Again, all of these workout and heart rate features are being pushed out with watchOS 4, and are not specific to the Apple Watch Series 3.
An Apple Watch with built-in cellular capabilities, should, in theory, prompt existential questions about what a smartwatch can be. Is it no longer just an accessory to the iPhone? Is it still an accessory to the phone, but a much more independent gadget? Is a cellular modem on the wrist something that could eventually replace the cell service we have on the phone? Does any of that even make sense considering that you still have to have an iPhone to set up an Apple Watch?
It’s hard to philosophize about what an LTE smartwatch means if it doesn’t work
But in order for that philosophizing to occur, something else has to happen first: the thing has to work. Apple promises magic over and over again with its products, and in this case, that magic is supposed to happen when you step outside without your phone and can rest easy knowing that important calls and messages will still go through.
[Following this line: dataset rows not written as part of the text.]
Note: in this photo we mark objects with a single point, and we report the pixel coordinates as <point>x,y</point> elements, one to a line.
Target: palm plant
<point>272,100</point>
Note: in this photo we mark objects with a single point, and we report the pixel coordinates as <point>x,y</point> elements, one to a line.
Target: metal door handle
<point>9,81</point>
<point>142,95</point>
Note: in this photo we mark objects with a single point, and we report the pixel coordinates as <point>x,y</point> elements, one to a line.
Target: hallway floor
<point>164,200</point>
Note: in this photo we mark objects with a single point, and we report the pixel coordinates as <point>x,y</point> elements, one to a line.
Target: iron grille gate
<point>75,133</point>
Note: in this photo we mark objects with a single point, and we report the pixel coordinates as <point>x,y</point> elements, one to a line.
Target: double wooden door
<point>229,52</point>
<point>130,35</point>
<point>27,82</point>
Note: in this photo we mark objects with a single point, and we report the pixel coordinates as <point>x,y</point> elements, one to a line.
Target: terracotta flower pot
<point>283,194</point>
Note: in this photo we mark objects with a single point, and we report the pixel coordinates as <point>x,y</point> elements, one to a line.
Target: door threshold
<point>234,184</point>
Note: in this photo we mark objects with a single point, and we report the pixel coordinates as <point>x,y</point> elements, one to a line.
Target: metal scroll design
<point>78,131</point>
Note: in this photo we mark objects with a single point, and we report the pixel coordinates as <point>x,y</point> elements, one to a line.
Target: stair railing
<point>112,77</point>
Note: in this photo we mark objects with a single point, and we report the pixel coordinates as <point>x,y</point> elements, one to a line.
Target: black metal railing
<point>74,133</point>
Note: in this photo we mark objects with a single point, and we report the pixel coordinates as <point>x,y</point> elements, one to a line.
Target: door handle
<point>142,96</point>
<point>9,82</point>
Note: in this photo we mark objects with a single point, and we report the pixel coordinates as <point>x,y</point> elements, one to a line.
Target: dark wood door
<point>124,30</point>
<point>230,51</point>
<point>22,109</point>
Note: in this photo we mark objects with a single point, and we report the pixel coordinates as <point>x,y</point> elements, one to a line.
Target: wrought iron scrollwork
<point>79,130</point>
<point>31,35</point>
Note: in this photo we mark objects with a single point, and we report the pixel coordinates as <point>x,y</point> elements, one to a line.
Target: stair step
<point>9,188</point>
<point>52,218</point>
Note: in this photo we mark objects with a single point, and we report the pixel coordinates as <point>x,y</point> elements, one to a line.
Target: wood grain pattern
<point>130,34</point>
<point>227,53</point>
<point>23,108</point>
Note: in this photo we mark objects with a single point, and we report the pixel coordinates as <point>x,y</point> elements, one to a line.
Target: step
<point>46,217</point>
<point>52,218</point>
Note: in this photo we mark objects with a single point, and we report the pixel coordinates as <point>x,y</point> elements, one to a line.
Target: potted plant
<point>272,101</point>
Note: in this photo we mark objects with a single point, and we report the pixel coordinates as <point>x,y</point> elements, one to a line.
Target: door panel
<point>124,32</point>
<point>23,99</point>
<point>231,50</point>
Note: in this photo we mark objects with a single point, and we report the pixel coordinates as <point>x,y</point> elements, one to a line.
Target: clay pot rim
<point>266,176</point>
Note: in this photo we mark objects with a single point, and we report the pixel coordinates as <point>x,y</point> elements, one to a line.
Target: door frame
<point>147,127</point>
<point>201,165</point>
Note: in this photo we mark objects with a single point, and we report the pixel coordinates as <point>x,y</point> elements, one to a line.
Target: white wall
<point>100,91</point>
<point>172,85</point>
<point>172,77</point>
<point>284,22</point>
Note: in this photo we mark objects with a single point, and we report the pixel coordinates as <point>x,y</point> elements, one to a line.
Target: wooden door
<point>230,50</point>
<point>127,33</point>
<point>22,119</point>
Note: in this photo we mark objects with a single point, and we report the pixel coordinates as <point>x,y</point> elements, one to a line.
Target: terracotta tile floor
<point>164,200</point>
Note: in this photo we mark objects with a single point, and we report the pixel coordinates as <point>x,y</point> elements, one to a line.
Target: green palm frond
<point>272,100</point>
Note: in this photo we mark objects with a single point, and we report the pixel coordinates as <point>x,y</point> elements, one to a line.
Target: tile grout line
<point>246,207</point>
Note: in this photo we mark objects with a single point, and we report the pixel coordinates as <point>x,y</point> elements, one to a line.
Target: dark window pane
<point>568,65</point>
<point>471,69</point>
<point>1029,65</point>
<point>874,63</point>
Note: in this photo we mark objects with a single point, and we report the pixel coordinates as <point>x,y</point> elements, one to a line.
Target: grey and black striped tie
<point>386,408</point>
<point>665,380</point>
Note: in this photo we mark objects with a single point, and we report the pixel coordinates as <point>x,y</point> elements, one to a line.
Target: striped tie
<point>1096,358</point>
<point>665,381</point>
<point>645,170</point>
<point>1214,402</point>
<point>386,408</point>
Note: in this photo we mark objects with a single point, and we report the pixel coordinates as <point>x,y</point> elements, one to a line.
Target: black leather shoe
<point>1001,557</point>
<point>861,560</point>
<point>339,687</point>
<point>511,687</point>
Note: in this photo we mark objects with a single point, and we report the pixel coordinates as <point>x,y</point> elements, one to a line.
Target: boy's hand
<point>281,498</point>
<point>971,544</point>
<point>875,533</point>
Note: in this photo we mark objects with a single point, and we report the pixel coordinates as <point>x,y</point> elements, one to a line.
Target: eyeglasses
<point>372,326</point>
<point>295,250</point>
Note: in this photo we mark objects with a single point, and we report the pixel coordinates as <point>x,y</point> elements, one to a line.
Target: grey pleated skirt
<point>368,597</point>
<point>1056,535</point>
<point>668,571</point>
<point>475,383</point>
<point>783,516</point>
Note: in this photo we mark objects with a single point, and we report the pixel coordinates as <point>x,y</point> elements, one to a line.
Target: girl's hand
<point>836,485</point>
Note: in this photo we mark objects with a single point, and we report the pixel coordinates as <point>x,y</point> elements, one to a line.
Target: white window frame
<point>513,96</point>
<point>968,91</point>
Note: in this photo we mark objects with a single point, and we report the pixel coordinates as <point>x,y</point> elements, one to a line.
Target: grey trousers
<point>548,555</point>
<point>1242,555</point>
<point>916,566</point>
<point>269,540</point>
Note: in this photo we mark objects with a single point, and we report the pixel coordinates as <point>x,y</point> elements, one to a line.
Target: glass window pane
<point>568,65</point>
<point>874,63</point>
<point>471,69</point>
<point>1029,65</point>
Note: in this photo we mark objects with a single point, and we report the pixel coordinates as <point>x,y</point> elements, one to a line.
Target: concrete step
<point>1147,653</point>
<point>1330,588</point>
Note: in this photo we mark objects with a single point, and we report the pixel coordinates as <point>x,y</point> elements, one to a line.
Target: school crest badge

You can’t rest easy with the Apple Watch 3 yet, because that seamlessness, that so-called magic, isn’t there. The stutters during the handoff from Bluetooth to Wi-Fi to LTE shouldn’t happen. The music streaming? It isn’t there yet. A built-in podcast streaming option? Also not there. A reliable Siri? Nope, not in my experience.
Given that Apple is also selling a version of the Apple Watch Series 3 without LTE, it makes me wonder why the company didn’t just announce the Series 3, with its faster processor and outspoken Siri, on its own, with an LTE version “to come” later, along with music streaming. Considering that my Apple Watch Series 3 with LTE (both first and second review units) didn’t function like it was supposed to, I can’t recommend buying it — and paying the monthly cell fee — based on promises. I know I’m not.
Writer’s note: As mentioned earlier in the review, the Apple Watch Series 3 also comes without LTE, and we have not yet had the opportunity to review a non-LTE version of the new Watch. We may update this review to include more information about a non-LTE model once we use it, as well as to include updates to the LTE Watch once the software fix is issued. It’s worth noting that during the two days of testing when the Series 3 LTE Watch was mostly connected to an iPhone, it performed like we’d expect an Apple Watch to perform.